“Now Cauvery water is more needed for drinking than for crop”

As monsoon has set in over Kerala, government urged to release water

June 03, 2013 02:03 am | Updated November 17, 2021 04:50 am IST - TIRUCHI

Borewells being dug up on the dry Cauvery river bed at Kambarasampettai pumping station, Tiruchi. Photo: M.Moorthy

Borewells being dug up on the dry Cauvery river bed at Kambarasampettai pumping station, Tiruchi. Photo: M.Moorthy

“With the southwest monsoon setting in over Kerala on time, the time is ideal for the State to release water in the Cauvery to meet the drinking water needs of several parched districts,” observes M. Natarajan, former superintending engineer, PWD, and author of two books on the Cauvery.

Presently an advisor to the ‘Cauvery Family’, an inter-State forum of farmers in the river basin areas, he says there is every possibility that the Mettur dam will start getting some inflows soon. “The State government should release at least, 2,000 cusecs to quench the thirst of the population served by about 50 drinking water schemes between Mettur and Grand Anicut. This quantum need not be from the Mettur Reservoir alone. It could be from Bhavanisagar and Amaravati also and the rains, especially in Krishnagiri and Dharmapuri regions, are likely to be of considerable help in this regard.”

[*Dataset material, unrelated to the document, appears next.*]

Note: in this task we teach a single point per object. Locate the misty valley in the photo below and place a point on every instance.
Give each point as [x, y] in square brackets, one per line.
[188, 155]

According to official sources, more than 500 million litres a day (MLD) is drawn from the Cauvery for these combined water schemes, major ones being Ramanathapuram, Tiruchi, Salem, and Pudukottai.

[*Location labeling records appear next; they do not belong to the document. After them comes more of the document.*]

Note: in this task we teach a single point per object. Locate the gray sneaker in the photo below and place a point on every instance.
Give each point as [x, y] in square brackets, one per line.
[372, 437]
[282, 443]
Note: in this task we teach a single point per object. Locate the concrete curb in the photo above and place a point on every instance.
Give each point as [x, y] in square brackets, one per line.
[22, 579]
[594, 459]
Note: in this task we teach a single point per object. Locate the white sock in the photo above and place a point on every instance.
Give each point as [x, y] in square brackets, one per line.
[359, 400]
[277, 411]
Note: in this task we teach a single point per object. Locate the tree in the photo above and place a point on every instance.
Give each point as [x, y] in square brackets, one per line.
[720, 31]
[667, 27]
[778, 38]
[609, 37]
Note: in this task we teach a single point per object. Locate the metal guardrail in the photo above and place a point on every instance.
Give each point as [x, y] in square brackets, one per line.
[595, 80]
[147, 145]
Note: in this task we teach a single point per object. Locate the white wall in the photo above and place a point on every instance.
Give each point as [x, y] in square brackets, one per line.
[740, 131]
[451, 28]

Mahadanapuram V. Rajaram, working president of the Cauvery Delta Farmers’ Welfare Association, and a resident of the village on the banks of the Cauvery, laments that he has never witnessed a situation as bad as the current one in his more than seven decades of living there. “Even the borewells sunk along the banks of the Cauvery are not much of help. Our priority now is not kuruvai or samba, but drinking water,” he asserts.

Official sources said even the functioning of the Tamil Nadu Newsprints and Papers Ltd., Pugalur, is affected because of the very poor flow in the Cauvery. The company has been drawing substantial water from the Cauvery.

Mr. Natarajan, who admits that the storage in the Mettur Dam is extraordinarily poor now (about 18 ft against the full level of 120 ft and the storage is less than four thousand million cubic feet (tmcft) against the total 93.4 tmcft). “All that the Mettur reservoir now has is only silt.”

He also admits that storage in Karnataka reservoirs is equally poor. At the same time, he points out that the Kabini reservoir, whose catchment is in Kerala, used to be the first among Karnataka reservoirs to become full because its capacity is just 16 tmcft.

“But its total annual inflow is 97 tmcft. Thus the reservoir would be able to store only one sixth of the total inflow. However, Karnataka has chosen to pump as much as 28 tmcft to two tanks – Sagare and Dhoddagare – and it has already expanded its ayacut to 4.47 lakh acres.

In case of heavy rains in catchment areas of the Kabini, it would be impossible for Karnataka to tap the entire quantum which will be beneficial to Tamil Nadu,” he adds. Besides, the seepage from the ayacut of Krishnaraja Sagar Dam, which is calculated as 15 per cent of its capacity of 45 tmcft, and rains in other places in the 64 km stretch between Billigundulu and Palar, near the Mettur Reservoir, would be very helpful to Tamil Nadu.

Mr. Natarajan says that If 2,000 cusecs were to be released in the Cauvery, apart from quenching the thirst of several lakhs of people, that could also help the TNPL.

It could fill the trenches created by the indiscriminate sand quarrying and help replenish the aquifers all along the Cauvery bank.

At the same time, it might be able to save the standing banana crop, especially in the 17-channel area.